After volunteers at the booth explained how the two books complement each other, a number of people took advantage of a special discount to buy both Malcolm X, Black Liberation, and the Road to Workers Power and The Changing Face of U.S. Politics. The latter book describes the struggle to build a party of communist workers, rooted in the industrial unions.

Working people of all ages stopped by the booth and carefully considered the content of the books and what the Pathfinder volunteers told them. A middle-aged waitress said, “I am glad I could be part of these discussions with workers like you from the United States. Five years ago, I really couldn’t read, I really didn’t know anything, and I really wasn’t interested.” She described how she has become more interested in what is happening in the world and bought a copy of Is Socialist Revolution in the U.S. Possible? by Mary-Alice Waters.

In addition to poetry readings and other cultural performances, there are many panel presentations on topics ranging from “The importance of reading and the inappropriate use of the internet” and “Women in the war for independence” to “A bicentennial facing the future: What, how, and who blocks our independence today in Latin America.”

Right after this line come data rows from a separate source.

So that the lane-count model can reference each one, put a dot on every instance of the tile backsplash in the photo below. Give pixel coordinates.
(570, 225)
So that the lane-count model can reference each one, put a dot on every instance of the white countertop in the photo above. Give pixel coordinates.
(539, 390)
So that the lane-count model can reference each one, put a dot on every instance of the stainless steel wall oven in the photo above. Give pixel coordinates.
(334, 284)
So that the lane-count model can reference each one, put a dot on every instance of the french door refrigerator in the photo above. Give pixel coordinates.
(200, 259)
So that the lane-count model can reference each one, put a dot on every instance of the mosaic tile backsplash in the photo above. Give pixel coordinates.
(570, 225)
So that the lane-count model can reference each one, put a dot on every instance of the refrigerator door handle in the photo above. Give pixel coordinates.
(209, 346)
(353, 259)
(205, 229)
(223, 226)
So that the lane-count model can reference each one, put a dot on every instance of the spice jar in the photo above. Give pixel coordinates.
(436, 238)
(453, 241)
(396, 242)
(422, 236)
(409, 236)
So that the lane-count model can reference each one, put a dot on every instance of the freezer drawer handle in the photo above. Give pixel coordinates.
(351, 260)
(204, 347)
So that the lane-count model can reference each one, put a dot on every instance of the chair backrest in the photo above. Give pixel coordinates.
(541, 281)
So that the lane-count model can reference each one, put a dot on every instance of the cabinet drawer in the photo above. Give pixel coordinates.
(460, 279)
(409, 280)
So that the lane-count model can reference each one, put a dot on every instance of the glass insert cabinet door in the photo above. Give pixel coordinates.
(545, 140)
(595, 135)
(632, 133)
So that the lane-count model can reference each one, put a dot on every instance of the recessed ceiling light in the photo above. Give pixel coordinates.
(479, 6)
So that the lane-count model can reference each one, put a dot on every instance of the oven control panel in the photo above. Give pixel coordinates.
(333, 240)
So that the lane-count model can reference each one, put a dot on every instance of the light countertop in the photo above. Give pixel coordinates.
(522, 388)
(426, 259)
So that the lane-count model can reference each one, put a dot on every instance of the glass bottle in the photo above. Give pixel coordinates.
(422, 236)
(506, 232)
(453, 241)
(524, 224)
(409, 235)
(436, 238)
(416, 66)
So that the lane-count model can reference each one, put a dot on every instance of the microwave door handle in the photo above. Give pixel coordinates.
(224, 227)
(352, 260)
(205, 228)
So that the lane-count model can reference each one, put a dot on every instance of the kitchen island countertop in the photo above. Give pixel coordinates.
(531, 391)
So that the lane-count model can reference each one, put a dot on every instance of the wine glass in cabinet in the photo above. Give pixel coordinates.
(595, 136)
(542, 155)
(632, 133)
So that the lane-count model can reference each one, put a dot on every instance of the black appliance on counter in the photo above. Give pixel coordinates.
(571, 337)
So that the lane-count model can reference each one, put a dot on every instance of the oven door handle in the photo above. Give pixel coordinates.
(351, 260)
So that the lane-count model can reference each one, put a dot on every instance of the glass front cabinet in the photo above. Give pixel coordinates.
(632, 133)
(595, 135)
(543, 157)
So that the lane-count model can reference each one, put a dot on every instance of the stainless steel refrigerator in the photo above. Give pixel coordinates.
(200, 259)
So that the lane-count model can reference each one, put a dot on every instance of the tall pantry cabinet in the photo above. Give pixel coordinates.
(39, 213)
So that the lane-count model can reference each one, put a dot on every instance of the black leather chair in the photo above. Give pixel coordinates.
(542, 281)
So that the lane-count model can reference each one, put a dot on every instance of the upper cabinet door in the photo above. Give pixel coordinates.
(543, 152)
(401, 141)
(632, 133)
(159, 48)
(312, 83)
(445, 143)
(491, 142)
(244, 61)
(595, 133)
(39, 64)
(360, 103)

At a well-attended program on feminism, Alba Carosio, director of the Women’s Studies Center at the Central University of Venezuela, explained that a proposal to decriminalize abortion has stalled in the National Assembly. A proposed new penal code would allow abortion under all circumstances up to the 12th week of pregnancy, and up to 20 weeks in cases of rape, fetal deformation, or risk to the woman’s life. This legislation still has not been debated in the National Assembly.

Many of those attending the program were university students, who snatched up copies of Abortion Is a Woman’s Right, published by Pathfinder. More than 30 copies of the pamphlet were bought in the first three days of the fair.

Héctor García, a teacher at the National Institute of Women, came to the Pathfinder stand looking for pamphlets by Mary-Alice Waters, after having read Waters’ pamphlet Feminism and the Marxist Movement in a public library in Caracas. He went away with Cosmetics, Fashions, and the Exploitation of Women and Is Biology Woman’s Destiny? by Evelyn Reed.

In addition to participating in the book fair, volunteers at the Pathfinder Press stand have been invited to participate in a series of meetings with university students, workers, and activists in the state of Aragua.